Freeman: Palliative care as a concept and discipline is commonly not well understood across Africa and therefore results in misinformation. Few people really comprehend its holistic nature and fewer know about its effectiveness in improving care outcomes, most importantly the quality of life of patients, their families and caregivers. The analysis of the status of palliative care in Namibia in 2009 also showed very limited availability of palliative care and the existing home-based services did not provide adequate pain and symptom control.
As for palliative care social work, while there are many challenges hindering its development, a key challenge is the lack of knowledge about it. Social workers in Namibia do not have a formal and specialized role in providing palliative care and its provision is also not uniform throughout the country. There is a lack of scientific research evidence on social workers’ perceptions of their role providing palliative to patients with life-limiting illnesses.
GIPPEC: What are some of the reasons why people refuse early palliative care?
Freeman: I found that the stigma attached to life-limiting illnesses and its treatment including palliative care prevents some patients from seeking early palliative care interventions. Life-limiting illnesses such as cancer and HIV and AIDS are feared. Factors such as stigma of palliative care, fears about life-limiting illnesses, poor information about life-limiting illnesses and treatment options, cultural beliefs, inadequate financial resources, lack of appropriate health care facilities and medical personnel contribute to the delay in seeking medical attention, leading to patients with life-limiting illnesses presenting for medical intervention only when the disease is in an advanced stage.

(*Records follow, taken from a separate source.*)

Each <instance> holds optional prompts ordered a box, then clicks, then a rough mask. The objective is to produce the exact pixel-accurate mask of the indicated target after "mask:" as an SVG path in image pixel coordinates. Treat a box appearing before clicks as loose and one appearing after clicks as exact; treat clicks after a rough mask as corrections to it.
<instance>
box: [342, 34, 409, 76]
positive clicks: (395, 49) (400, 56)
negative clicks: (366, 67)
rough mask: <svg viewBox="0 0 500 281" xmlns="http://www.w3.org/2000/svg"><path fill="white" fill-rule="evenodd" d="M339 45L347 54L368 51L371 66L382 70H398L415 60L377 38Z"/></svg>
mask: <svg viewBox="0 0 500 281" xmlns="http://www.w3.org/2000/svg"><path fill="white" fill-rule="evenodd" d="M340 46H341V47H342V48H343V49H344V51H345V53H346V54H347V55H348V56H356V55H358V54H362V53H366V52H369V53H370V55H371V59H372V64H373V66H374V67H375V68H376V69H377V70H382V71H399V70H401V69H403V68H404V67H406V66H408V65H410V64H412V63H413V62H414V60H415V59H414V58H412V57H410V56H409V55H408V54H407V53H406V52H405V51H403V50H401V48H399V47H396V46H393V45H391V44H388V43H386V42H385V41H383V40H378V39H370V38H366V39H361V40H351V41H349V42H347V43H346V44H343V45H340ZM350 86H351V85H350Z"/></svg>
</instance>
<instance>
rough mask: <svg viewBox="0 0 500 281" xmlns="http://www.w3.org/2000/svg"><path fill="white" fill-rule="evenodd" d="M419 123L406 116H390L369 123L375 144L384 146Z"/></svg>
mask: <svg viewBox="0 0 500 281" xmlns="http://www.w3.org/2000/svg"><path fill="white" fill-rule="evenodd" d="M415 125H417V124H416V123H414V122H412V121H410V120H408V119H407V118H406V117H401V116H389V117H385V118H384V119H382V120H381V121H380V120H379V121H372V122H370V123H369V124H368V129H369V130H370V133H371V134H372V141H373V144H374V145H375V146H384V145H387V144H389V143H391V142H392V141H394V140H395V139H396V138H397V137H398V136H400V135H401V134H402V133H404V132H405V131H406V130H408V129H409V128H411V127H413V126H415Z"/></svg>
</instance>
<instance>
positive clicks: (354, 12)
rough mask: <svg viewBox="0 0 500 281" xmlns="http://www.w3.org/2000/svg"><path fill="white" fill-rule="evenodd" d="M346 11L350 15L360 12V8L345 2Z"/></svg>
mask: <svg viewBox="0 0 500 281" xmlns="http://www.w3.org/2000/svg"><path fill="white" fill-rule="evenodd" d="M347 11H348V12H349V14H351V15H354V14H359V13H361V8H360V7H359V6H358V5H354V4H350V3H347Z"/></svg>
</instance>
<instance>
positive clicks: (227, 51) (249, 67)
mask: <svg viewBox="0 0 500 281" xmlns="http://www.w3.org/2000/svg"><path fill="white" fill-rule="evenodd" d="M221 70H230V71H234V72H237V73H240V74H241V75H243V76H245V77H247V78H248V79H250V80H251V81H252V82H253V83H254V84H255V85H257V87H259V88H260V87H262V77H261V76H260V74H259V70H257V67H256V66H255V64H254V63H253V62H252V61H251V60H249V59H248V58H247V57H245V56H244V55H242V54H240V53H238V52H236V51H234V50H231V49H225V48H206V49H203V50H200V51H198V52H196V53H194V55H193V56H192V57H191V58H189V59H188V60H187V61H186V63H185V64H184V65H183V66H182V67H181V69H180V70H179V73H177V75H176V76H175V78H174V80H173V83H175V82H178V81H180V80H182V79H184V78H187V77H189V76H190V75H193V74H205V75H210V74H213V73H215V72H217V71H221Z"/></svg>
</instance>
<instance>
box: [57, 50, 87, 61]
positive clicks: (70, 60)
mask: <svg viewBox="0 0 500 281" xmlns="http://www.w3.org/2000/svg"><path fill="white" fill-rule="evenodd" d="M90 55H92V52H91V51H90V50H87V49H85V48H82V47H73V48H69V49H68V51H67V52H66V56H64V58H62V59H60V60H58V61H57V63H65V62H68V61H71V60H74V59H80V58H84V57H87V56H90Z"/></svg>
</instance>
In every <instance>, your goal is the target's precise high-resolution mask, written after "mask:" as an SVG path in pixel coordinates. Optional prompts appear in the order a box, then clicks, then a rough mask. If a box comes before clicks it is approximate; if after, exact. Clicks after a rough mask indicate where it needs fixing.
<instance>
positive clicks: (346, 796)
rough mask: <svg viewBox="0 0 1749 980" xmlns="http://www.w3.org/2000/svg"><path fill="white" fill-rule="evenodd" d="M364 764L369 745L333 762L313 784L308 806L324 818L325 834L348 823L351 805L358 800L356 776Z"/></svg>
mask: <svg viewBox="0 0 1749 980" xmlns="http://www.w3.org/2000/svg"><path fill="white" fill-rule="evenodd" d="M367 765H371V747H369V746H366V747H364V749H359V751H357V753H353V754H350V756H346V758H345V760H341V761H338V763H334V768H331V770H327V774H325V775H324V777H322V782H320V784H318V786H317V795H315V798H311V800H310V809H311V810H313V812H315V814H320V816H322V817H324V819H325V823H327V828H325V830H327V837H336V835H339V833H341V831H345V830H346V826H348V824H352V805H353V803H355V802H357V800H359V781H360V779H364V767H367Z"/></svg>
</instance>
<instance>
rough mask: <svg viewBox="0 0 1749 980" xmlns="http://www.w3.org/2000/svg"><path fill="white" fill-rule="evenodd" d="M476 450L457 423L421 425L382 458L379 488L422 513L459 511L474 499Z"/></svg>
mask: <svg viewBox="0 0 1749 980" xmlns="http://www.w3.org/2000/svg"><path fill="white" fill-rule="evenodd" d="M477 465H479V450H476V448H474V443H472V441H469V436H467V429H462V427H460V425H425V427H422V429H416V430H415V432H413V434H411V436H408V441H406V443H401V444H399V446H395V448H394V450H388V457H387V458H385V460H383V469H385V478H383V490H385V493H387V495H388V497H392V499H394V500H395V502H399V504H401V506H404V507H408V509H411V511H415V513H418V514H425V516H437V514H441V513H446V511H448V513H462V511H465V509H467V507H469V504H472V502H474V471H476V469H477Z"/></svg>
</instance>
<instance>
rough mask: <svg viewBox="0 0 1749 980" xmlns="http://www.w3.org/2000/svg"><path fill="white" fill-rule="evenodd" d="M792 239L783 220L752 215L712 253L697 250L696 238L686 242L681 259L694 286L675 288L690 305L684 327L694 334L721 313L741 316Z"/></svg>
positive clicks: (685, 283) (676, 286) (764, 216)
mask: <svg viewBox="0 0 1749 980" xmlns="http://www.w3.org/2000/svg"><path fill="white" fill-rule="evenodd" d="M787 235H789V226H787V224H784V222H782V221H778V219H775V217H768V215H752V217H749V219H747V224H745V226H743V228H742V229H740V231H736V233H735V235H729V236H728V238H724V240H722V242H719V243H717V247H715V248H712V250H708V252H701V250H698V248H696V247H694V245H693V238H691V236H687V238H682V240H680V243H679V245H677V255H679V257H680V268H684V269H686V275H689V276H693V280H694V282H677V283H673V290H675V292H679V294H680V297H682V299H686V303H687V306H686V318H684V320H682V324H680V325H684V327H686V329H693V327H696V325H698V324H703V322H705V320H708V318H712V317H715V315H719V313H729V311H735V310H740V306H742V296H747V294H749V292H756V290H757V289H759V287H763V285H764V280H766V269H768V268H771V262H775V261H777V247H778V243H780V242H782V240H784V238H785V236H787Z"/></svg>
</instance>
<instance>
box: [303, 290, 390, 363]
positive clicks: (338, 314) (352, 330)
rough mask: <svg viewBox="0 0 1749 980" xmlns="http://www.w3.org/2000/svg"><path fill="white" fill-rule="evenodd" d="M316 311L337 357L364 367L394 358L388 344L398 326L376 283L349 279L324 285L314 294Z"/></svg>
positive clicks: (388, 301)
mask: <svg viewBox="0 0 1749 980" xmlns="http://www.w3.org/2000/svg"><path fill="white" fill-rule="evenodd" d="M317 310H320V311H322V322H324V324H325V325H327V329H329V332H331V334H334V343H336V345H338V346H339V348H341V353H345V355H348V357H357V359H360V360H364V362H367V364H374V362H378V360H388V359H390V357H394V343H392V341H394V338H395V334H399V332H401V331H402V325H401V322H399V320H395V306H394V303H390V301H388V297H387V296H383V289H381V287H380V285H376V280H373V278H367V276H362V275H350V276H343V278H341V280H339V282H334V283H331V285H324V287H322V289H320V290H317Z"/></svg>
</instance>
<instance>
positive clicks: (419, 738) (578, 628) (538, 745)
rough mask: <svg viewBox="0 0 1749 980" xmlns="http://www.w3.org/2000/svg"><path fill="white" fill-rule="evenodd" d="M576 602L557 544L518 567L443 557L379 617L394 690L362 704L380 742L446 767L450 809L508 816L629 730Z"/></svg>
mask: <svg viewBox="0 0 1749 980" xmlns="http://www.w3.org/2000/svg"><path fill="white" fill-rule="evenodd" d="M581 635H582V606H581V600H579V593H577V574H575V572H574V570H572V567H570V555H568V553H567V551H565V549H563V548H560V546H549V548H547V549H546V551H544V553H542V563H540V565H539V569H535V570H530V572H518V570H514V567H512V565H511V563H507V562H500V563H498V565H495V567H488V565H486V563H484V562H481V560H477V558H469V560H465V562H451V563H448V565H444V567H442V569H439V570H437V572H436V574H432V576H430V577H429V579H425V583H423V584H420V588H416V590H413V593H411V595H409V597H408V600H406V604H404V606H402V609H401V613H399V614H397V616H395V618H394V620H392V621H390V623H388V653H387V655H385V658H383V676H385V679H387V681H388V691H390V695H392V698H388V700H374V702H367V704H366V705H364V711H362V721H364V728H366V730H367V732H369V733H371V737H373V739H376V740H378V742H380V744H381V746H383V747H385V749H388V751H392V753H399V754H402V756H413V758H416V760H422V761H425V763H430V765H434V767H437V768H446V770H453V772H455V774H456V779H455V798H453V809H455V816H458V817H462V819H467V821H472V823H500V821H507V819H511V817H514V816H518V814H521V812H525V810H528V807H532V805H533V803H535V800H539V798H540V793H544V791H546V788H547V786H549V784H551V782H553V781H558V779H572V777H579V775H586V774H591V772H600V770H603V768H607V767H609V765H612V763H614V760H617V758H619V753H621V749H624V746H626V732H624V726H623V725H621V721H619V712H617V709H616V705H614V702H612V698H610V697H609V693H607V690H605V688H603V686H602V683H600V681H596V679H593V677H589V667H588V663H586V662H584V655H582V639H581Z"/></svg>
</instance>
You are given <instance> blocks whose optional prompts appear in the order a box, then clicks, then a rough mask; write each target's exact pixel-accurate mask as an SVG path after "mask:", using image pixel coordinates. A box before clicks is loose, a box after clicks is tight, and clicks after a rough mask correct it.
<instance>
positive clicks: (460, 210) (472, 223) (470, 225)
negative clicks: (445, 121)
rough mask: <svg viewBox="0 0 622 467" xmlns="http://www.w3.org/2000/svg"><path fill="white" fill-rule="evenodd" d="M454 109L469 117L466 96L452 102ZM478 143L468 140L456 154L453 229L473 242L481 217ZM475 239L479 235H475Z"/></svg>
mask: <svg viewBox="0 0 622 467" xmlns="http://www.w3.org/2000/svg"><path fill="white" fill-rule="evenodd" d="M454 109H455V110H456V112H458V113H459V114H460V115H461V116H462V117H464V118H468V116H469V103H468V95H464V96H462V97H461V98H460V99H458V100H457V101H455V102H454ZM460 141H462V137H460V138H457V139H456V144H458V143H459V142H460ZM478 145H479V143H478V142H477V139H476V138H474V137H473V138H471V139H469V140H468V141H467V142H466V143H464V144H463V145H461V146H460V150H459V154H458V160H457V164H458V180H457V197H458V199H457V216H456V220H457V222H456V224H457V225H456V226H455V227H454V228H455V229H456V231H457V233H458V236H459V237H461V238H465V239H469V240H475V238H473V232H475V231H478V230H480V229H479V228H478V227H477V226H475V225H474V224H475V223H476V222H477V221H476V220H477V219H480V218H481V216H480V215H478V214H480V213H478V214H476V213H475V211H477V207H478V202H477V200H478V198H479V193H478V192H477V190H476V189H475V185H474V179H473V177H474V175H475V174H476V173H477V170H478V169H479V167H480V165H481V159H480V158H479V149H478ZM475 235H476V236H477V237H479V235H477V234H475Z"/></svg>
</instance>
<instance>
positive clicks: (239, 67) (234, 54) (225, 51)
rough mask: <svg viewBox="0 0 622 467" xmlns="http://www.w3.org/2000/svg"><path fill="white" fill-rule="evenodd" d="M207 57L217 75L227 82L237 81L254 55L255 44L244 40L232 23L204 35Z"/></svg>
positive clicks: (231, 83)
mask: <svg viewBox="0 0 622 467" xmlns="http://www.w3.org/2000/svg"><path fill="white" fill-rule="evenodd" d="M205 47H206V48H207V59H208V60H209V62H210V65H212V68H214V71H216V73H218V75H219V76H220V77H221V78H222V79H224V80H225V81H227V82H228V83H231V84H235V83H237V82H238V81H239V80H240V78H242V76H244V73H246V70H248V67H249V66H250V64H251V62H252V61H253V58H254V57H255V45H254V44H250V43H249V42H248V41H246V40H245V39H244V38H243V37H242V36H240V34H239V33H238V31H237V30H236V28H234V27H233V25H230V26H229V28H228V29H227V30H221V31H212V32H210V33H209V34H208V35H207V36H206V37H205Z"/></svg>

GIPPEC: What are efforts to remove the stigma?
Freeman: In our efforts to remove the stigma of palliative care, the departure point would be to conduct public awareness and education on the concept and discipline of palliative care as an approach that provides holistic care to patients with life-limiting illness from the point of diagnosis. In addition, simplified definition of palliative care should be explained as comfort care to ease pain and discomfort. For the total and comprehensive care of cancer patients, multi-disciplinary teams are needed. The need for training professionals in the area is pertinent, as well as the education of all health care professionals and the public regarding issues in palliative care.
Given the scarcity of research in palliative care in Africa and in particularly in Namibia, it is important to highlight areas for further and future research. High quality research, both quantitative and qualitative, provides a scientific evidence base of psychosocial issues in life-limiting illnesses within the African and Namibian context. Additionally, this is an essential aspect as it plays a role in the advocacy for provisions of services and resources from government agencies, non-governmental organizations (NGOs) and the private sector.
Further and future palliative care social work research in Africa needs to take cognizance of the diversity of African people within the different countries. These include aspects such as language, culture, traditions, belief systems, ways of communication, and systems of health care delivery, among other factors.